Em terceiro lugar, a posição do Departamento de Estado em relação ao negócio entre a Rússia e o Irã não tem muita lógica. Há dias, outra porta-voz oficial do Departamento de Estado, Marie Harf, declarou que o seu departamento iria apresentar, em futuras consultas com o Congresso, “razões fortes” contra a introdução de novas sanções contra o Irã.

Susan Rice, conselheira de Segurança Nacional do presidente Barack Obama, explicou que sanções adicionais dos EUA contra o Irã poderão “romper as negociações” acerca do programa nuclear de Teerã. O que é absolutamente correto. Mas as supostas sanções anunciadas por Jen Psaki contra a Rússia devido ao seu negócio petrolífero com o Irã seriam igualmente sanções contra o Irã, que são combatidas pelo Departamento de Estado contra o Congresso. Onde está a lógica do Departamento de Estado? Ou os seus funcionários não conseguem acertar uma posição única?

É possível que os estadunidenses não gostem do negócio russo-iraniano por uma razão apenas, ou seja, por uma questão de concorrência. O mundo empresarial (inclusivamente o norte-americano) aguarda com impaciência o levantamento das sanções contra o Irã para se atirar, com todos seus recursos disponíveis, a esse “bocado suculento” e promissor do mercado econômico e financeiro mundial. A Rússia já fez este ano muita coisa para não se atrasar na chegada a um Irã pós-sanções. Mas a concorrência não gostou.
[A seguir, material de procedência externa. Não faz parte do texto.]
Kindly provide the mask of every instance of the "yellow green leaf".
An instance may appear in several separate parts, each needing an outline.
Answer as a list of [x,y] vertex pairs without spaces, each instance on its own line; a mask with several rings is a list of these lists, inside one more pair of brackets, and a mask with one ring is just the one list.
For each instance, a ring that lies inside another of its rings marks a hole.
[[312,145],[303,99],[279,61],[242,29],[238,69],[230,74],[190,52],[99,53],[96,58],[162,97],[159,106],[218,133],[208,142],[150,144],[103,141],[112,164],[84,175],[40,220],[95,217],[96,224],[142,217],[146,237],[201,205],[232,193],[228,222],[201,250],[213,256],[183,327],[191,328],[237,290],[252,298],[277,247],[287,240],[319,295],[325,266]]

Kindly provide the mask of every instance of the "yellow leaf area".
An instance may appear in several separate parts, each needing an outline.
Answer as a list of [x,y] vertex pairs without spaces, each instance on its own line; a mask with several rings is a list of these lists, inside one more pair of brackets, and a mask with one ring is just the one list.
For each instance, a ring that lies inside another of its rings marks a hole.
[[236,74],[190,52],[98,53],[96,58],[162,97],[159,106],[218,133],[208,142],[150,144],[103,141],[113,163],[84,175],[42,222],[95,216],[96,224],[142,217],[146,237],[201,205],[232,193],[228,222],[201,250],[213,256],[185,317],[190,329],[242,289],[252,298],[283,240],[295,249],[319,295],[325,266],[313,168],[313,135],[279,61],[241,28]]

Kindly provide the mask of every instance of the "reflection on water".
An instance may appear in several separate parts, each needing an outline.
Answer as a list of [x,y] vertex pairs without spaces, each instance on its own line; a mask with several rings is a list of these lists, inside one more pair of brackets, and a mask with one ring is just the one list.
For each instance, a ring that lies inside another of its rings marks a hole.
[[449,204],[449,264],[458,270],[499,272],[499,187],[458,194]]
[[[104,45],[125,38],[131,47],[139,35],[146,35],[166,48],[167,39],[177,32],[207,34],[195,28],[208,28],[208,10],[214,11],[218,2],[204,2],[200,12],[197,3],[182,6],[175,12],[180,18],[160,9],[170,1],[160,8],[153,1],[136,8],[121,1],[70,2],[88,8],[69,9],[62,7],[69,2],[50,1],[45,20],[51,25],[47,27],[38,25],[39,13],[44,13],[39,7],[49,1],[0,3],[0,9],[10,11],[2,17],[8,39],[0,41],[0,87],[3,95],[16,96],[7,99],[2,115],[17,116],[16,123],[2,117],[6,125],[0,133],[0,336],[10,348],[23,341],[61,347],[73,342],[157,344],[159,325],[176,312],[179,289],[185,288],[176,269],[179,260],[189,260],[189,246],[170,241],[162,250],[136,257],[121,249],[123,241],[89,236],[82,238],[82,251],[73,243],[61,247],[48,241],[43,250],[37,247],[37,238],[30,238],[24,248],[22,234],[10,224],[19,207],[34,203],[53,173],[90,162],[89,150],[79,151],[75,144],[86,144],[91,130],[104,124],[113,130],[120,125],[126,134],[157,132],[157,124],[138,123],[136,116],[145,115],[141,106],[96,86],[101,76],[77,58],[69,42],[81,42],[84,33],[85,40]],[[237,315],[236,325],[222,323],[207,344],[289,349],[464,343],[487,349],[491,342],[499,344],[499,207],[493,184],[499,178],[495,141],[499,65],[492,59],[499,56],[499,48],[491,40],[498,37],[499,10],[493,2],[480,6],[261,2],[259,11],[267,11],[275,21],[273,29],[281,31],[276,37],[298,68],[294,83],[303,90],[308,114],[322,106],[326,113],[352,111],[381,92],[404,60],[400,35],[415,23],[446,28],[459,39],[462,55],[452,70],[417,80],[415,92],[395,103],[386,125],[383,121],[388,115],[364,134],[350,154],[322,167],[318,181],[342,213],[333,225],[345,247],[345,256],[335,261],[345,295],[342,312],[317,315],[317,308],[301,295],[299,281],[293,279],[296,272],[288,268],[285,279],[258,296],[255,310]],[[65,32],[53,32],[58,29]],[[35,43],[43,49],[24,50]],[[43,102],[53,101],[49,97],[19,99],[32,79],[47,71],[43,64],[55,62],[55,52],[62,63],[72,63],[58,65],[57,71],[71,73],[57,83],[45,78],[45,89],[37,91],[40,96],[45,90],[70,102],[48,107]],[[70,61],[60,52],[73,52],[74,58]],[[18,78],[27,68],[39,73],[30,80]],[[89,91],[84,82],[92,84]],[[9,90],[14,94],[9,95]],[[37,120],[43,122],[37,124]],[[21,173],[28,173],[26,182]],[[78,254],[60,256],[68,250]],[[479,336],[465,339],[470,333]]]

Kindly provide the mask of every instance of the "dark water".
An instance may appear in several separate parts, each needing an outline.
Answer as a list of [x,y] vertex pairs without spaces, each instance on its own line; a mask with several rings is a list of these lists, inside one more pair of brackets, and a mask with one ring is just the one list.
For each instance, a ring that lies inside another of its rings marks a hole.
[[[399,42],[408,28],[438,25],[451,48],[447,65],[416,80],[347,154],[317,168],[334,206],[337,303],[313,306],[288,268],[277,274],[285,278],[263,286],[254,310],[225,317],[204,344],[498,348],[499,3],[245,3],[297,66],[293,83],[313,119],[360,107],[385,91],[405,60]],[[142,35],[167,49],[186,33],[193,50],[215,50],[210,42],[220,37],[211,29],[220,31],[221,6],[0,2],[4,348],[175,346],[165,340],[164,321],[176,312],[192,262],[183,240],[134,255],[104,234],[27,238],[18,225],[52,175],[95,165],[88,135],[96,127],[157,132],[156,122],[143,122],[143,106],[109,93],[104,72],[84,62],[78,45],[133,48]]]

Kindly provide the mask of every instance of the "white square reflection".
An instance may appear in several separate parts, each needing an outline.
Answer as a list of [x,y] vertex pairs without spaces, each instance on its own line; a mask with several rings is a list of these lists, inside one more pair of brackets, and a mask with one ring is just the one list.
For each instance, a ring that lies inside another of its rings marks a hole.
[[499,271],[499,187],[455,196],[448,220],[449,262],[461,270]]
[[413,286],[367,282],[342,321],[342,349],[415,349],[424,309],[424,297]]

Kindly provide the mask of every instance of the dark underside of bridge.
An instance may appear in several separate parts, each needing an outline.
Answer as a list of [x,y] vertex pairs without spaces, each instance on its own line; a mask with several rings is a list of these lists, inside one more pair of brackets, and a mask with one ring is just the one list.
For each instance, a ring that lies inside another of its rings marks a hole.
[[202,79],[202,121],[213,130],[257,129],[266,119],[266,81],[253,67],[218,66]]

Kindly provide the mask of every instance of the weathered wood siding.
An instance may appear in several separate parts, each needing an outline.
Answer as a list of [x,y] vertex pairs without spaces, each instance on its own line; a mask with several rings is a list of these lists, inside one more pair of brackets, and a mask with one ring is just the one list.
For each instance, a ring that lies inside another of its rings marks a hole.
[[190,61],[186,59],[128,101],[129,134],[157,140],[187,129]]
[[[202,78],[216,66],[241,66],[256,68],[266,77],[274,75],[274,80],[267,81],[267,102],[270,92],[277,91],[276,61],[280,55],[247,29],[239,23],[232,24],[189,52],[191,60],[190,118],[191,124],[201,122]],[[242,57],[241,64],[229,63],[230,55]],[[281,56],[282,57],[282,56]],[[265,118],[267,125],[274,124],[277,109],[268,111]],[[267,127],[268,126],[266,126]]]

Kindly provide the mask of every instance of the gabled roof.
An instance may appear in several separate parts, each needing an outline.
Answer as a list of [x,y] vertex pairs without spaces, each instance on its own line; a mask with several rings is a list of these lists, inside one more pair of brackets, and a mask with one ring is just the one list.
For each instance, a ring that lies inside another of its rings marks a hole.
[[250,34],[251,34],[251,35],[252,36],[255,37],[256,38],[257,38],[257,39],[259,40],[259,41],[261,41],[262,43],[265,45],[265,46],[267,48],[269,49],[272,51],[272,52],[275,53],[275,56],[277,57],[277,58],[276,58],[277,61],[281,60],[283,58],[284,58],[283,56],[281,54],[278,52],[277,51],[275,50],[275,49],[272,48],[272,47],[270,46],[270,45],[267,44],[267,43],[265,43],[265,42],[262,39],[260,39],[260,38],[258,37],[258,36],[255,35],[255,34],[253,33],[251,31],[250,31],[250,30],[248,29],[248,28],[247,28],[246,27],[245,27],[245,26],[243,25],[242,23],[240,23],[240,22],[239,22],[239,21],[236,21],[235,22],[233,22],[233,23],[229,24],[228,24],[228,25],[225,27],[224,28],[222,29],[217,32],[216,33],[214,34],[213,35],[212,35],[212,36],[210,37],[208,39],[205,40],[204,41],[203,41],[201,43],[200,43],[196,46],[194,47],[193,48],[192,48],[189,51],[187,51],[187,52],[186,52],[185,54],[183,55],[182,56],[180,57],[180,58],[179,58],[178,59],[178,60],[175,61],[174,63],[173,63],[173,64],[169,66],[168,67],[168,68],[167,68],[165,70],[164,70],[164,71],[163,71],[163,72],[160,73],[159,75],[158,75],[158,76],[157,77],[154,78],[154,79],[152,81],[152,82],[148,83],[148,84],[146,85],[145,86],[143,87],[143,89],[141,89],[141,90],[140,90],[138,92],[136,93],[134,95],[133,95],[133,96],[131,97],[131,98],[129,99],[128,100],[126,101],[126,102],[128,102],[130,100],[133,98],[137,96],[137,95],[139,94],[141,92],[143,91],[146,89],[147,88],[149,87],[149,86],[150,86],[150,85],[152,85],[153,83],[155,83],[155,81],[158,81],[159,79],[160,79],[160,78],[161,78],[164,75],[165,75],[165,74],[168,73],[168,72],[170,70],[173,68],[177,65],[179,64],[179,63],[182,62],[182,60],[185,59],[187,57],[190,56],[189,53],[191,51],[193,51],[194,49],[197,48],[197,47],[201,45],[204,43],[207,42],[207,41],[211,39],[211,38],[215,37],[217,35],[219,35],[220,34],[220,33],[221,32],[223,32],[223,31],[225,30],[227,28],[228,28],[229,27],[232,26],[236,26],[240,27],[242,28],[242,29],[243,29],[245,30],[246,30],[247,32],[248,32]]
Quanto às “negociações nucleares” propriamente ditas entre o Grupo dos 5+1 e o Irã, claro que existe uma influência indireta de diversos fatores sobre seu ambiente. Como dizem os filósofos, “tudo afeta tudo”. Mas o problema nuclear iraniano é tão importante que todos os participantes das negociações tentam de forma unida, sem ceder a provocações, manter a linha escolhida. Em um ano muito foi feito – foi criada uma base para uma solução definitiva do problema. Isso foi mérito de todos.

A vontade natural e compreensível da Rússia se fixar no espaço empresarial do Irã não tem qualquer reflexo na sua posição durante as “negociações nucleares”. Aliás, tal como a crise na Ucrânia. Isso é igualmente confirmado pelos peritos norte-americanos.

Assim, o conselheiro do secretário de Estado dos EUA para a não-proliferação e controle de armas Bob Einhorn declarou que “a delegação russa desempenhou um papel construtivo nas negociações realizadas, tendo proposto uma série de soluções construtivas e importantes”.

Nas negociações, que irão possivelmente se prolongar até 10 de dezembro, terão de ser resolvidas apenas algumas questões, se bem que bastante complexas: o quadro das capacidades do Irã para o enriquecimento do urânio, o algoritmo e o mecanismo para o levantamento das sanções ao Irã e o prazo de funcionamento do acordo final abrangente com o Irã, que está sendo elaborado.

O clima que se está estabelecendo em torno do Irã, e das negociações em geral, é bastante positivo. Seu êxito é possível.